Kenneth Bridges | History Columnist
Veron Seay was not a woman people will read about in the history books. She was not famous, but she was the kind of person that the world was better for having around.
She was born Lois Veron Harris in 1927 in Ragtown, Texas, a small community of farmers just outside Paris. She had an older brother, Gaylon, who died when he was five, and a younger sister, LaFay.
The family later moved further west to Wichita Falls when she was young in hopes of better work. The Great Depression, however, hit the family hard. Her mother would have to make dresses for her and her sister out of old potato sacks. For a time in the 1930s, her parents were only able to support the family through Works Progress Administration work projects, her father digging ditches or helping pave highways and her mother working in WPA sewing rooms or canning rooms. At one point, all they had to eat in the house was one can of Spanish rice. But they worked hard, endured, and gradually overcame their poverty.

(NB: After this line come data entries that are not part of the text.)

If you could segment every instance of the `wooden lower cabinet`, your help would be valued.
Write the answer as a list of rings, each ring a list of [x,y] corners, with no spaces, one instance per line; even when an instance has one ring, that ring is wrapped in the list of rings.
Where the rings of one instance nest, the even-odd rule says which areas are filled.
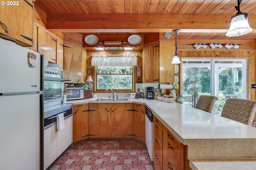
[[[163,170],[172,167],[176,170],[187,170],[186,148],[179,142],[166,127],[163,128]]]
[[[163,125],[154,116],[154,166],[155,169],[163,169]]]
[[[145,107],[145,105],[133,104],[132,134],[133,138],[144,142],[146,142]]]
[[[111,137],[132,137],[132,104],[112,104]]]
[[[73,106],[73,142],[88,138],[88,117],[89,104],[74,105]]]
[[[90,138],[111,137],[111,104],[90,104],[89,135]]]

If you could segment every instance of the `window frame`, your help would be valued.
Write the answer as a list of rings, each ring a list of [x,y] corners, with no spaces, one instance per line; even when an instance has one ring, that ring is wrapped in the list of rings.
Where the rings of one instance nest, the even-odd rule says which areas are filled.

When she was growing up, their denomination would be whatever church was within walking distance. She would go on to teach Sunday School and Vacation Bible School for nearly six decades.
In 1940, she had to quit school in the eighth grade to go to work. She mentioned in her job as a waitress that she made $6 per week for a seven-day week and thought she was getting rich.

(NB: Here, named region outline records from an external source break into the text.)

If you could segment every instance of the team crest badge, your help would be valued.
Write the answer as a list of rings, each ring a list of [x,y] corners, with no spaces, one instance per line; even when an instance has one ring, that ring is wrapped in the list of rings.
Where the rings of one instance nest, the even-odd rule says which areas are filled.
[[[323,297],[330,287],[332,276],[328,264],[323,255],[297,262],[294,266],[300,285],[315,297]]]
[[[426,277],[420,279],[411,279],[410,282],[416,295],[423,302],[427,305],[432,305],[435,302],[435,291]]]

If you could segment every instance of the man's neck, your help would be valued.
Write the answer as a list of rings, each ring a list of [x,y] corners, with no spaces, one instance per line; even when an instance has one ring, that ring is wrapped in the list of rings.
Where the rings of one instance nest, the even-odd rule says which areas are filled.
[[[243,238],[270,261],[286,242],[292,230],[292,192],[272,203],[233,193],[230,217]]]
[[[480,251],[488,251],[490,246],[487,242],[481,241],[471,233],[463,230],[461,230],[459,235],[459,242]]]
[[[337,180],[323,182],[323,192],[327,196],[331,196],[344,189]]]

She married W. T. Nichols in 1947, a marriage that later ended in divorce. When she gave birth to her only daughter in 1948, the bill was only $50, including the ambulance ride to the hospital and back home.
Family was always important. When men walked on the Moon with the Apollo 11 landings in 1969 and the family watched on TV, she sat in another room taking care of her father as he lay dying of cancer.
In the 1970s and 1980s, the debate over women in the workplace and wives working outside the home perplexed her. “We all worked,” she would say.
In 1984, she married Jeff Seay, a respected rancher and gentleman from Archer City. The two had many happy times together. While living on the ranch, she once helped birth a calf, the first time she ever saw anything being born. As Jeff Seay’s health declined, she cared for him day and night. She later recalled that as he passed away, he saw someone above him and reached out. She would tell the story often that whoever Jeff Seay saw in his dying moments, he was glad to see them.
Well into retirement, she continued to work. She volunteered for many years with several organizations, always helping others and always treating each volunteer job as she would any other job.
Her faith was always there, and she read the Bible and religious books voraciously, always asking questions about it all. Even pushing 80, she still walked the ten blocks to and from church on Sunday mornings and Wednesday nights.
For Veron Seay, kindness was never a weakness. Self-respect and hard work were always a given. If someone ever took advantage of her generous nature, she would just shrug it off and move on. She would never allow someone else’s lack of character to diminish her own. Being good to others was an expectation.
When her sister became ill, she cared for her day and night, refusing to leave her side. As they had been all their lives, they were inseparable. Not long after her sister passed away, her ex-husband became ill, and she took care of him, too, staying at this side the whole time with all forgiven. Losing so much in the span of just a few months took its toll and her, and her health declined.
She was tired, but she still wanted to take care of everybody. In March, she suffered a serious stroke that briefly paralyzed her. With modern medicine and a strong spirit, she was up walking the next day. Her luck ran out, and she suffered a second stroke a month later, much more serious and one she would not be able to recover from. She died April 16 at the age of 88.
One life touches another. Perhaps the ultimate legacy anyone can leave is the example they lead, how they touch the lives of others, and how they made them feel. And sometimes we find a special person in our lives who makes us want to be better people. That was the special legacy of Veron Seay, my grandmother.